Copyright (C) 2003-2008 Cies Breijs

This program is free software; you can redistribute it and/or
modify it under the terms of the GNU General Public
License as published by the Free Software Foundation; either
version 2 of the License, or (at your option) any later version.

This program is distributed in the hope that it will be useful,
but WITHOUT ANY WARRANTY; without even the implied warranty of
GNU General Public License for more details.

You should have received a copy of the GNU General Public
License along with this program; if not, write to the Free
Software Foundation, Inc., 51 Franklin Street, Fifth Floor,
Boston, MA 02110-1301, USA.

Thus, I first try adding the missing license header text to the licensedigger database (see the licensedigger file for more explanation) or the commit with which I did this, which is this commit. But well, and this is surprising, when testing the license header detection by running the unit tests with “make test”, the header still is not detected… This is surprising. It turns out that tabulators for indenting license header texts are not supported yet. This is easy to fix, which is done in a follow-up commit.
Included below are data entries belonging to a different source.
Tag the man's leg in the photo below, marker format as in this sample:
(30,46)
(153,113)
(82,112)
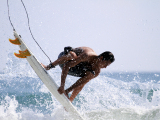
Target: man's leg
(75,92)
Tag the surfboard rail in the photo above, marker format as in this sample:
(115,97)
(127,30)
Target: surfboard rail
(44,76)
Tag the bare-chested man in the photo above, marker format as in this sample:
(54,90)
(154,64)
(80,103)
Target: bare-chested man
(82,62)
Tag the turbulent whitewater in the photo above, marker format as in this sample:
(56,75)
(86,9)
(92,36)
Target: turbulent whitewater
(110,96)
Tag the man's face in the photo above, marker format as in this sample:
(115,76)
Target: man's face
(105,63)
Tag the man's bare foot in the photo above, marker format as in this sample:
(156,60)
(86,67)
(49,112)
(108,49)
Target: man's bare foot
(45,67)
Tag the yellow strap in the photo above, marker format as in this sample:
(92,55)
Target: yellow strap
(22,54)
(16,41)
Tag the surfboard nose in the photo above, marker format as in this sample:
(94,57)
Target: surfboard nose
(16,41)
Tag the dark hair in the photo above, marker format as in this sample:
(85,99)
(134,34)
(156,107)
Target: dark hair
(107,56)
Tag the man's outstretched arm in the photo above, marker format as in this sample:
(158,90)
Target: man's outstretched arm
(77,87)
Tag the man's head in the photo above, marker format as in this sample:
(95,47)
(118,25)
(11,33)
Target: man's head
(107,56)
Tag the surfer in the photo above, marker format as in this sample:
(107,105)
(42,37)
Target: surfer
(82,62)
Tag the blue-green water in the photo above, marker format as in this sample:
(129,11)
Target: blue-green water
(110,96)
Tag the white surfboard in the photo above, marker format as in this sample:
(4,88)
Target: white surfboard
(47,79)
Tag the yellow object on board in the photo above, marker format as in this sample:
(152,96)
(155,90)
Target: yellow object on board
(16,41)
(22,54)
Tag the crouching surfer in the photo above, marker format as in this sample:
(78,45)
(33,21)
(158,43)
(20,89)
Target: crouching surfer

But if you ever land in a similar problem, just create an issue and point me to the source file that makes headaches! (Such problems are really a rare exception though!)

Now I run licensedigger again and check if there are files remaining which not correctly detected license headers, which is the case for me and I repeat the above steps. Finally, I get to the point where all stated licenses (and we cannot convert unstated ones; recovering missing license statements is a complete different topic) are correctly detected.

Finally, I run license digger in its conversion mode. Note that you can also run licensedigger many times on an already converted codebase and nothing bad happens; I simply prefer to distinguish between dry and conversion runs.

When that is done, the last remaining steps are:

  1. Review the changes licensedigger did to your source files (I like to use the command line tool “tig” for this, but there are many options).
    1. I commit the changes to the source files to have a base-line for possible manual edits.
    2. For KTurtle I actually manually formatted the license headers after the conversion to remove the tabulators. Unfortunately, there is not tooling yet for auto-format license headers (patches welcome 😉 )
  2. I add the new LICENSES/ directory to the Git repository, which contains the canonical license texts according to the REUSE specification. Moreover, I remove the now obsolete COPYING file, because that license text now is in the LICENSES directory.
  3. Finally, I can create a merge-request on, because it is always good to let somebody else check your work.

And as soon as it is approved and merged, another repository enters the shiny new world of REUSE compatible license statements. For more background about REUSE compatible license statements and the route we are following in KDE, you might want to have a look at the licensing howto wiki page.